Lebih lanjut, Anggota Bawaslu RI tersebut menekankan pentingnya transformasi kelembagaan dan inovasi pembelajaran internal di lingkungan Bawaslu. Ia memperkenalkan gagasan “Bawaslu Learning Corner”, yaitu ruang pembelajaran terbuka yang menjadi wadah pengembangan pengetahuan, literasi digital, dan budaya belajar berkelanjutan bagi seluruh jajaran pengawas pemilu.
“Dari lingkungan kerja yang kreatif dan adaptif akan lahir pengawas yang tangguh dan berpikiran maju. Bawaslu harus menjadi lembaga pembelajar yang terus berkembang mengikuti zaman,” tambahnya.
Dalam kesempatan itu, Ia juga menyinggung pentingnya kesiapan menghadapi tantangan digitalisasi pengawasan di masa depan.

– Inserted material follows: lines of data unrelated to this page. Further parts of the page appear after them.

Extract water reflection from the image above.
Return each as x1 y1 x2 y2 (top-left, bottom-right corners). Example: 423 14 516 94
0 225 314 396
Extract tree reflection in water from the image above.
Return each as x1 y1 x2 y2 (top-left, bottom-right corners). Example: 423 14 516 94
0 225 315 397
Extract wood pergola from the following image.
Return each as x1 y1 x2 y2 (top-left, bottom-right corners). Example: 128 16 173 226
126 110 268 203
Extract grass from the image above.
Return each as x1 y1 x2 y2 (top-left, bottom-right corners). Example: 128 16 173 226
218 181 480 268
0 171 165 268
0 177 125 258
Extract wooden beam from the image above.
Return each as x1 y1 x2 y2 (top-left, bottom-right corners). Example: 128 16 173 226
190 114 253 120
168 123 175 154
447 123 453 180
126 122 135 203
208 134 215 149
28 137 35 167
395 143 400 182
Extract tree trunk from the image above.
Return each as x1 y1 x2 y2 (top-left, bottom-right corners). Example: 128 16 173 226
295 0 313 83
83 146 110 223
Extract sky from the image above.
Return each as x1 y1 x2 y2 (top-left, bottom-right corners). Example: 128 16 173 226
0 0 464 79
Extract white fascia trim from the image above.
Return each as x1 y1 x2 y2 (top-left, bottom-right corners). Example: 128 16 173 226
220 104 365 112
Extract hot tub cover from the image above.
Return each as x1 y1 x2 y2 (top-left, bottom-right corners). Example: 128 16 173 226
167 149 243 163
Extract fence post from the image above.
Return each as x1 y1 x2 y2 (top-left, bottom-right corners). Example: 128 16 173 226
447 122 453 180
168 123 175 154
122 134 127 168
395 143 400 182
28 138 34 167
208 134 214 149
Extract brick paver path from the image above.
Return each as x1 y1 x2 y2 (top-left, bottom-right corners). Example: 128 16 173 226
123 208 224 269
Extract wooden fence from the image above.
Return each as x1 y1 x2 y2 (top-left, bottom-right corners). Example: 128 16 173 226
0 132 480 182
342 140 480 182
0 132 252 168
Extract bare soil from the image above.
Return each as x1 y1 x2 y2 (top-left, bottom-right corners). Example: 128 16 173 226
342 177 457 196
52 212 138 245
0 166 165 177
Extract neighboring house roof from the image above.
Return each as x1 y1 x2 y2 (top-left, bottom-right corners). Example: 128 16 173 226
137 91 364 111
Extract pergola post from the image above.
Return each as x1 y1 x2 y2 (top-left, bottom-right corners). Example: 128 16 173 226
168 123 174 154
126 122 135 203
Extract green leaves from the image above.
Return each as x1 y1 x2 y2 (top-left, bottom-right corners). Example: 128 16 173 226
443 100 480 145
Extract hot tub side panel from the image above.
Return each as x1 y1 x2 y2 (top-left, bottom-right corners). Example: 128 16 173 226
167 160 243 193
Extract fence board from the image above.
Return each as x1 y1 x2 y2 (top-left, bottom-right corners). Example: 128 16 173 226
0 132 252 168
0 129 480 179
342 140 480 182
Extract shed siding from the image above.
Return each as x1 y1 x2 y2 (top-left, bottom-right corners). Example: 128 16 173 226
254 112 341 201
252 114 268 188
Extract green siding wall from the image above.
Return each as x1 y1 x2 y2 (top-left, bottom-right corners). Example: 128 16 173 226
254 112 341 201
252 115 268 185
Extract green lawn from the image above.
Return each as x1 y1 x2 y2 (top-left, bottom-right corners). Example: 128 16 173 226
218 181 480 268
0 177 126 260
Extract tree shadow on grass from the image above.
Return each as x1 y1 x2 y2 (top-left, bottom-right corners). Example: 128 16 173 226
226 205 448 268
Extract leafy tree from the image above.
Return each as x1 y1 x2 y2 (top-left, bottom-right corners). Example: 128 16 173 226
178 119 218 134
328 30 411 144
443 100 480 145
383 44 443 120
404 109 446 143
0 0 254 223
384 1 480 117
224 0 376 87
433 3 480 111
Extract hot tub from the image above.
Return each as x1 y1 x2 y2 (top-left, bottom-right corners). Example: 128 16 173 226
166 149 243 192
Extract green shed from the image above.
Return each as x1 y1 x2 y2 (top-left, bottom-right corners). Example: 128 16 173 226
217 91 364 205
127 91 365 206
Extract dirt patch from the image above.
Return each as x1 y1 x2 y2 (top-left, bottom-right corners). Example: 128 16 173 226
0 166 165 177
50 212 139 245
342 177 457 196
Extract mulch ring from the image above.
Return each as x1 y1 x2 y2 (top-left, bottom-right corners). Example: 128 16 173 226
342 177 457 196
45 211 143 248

Menurutnya, teknologi kecerdasan buatan (AI) dapat memberikan dampak positif bagi pengawasan pemilu, namun juga berpotensi menimbulkan disinformasi dan manipulasi opini publik jika tidak diantisipasi dengan baik.
“Digitalisasi pengawasan bukan sekadar penggunaan alat, tetapi perubahan cara berpikir. SDM Bawaslu harus cerdas memanfaatkan teknologi untuk memperkuat transparansi, bukan sebaliknya,” tegasnya.
Ia menutup arahannya dengan menekankan bahwa periode 2025–2026 merupakan masa membangun pondasi kelembagaan dan penguatan SDM menuju Pemilu 2029 yang profesional dan berintegritas serta mendorong seluruh jajaran Bawaslu untuk menyusun peta jalan (road map) pengembangan kelembagaan dan SDM pengawas pemilu yang terukur dan berkelanjutan.
Menurutnya, road map tersebut penting agar arah pembinaan SDM, tata kelola organisasi, dan strategi pengawasan digital dapat saling terintegrasi menuju lembaga yang modern dan terpercaya.
“Kita siapkan langkah-langkah strategis agar Bawaslu 2029 tidak hanya siap secara kelembagaan, tapi juga unggul dalam kapasitas dan integritas. Pembinaan SDM harus menjadi bagian dari proses berkelanjutan,” tandasnya.
Kegiatan ini turut dihadiri oleh Ketua Bawaslu Provinsi Sulawesi Utara Ardiles M.R. Mewoh, Anggota Bawaslu Provinsi Zulkifli Densi dan Erwin F. Sumampouw, serta Kepala Sekretariat Bawaslu Provinsi Sulawesi Utara Aldrin A. Christian, S.STP., bersama jajaran sekretariat Bawaslu Sulut.
Adapun dari Bawaslu Kabupaten Kepulauan Siau Tagulandang Biaro (Sitaro), kegiatan diikuti oleh pimpinan secara daring, sedangkan staf CPNS hadir langsung di lokasi kegiatan bertepatan dengan pelaksanaan Pelatihan Dasar (Latsar) di provinsi.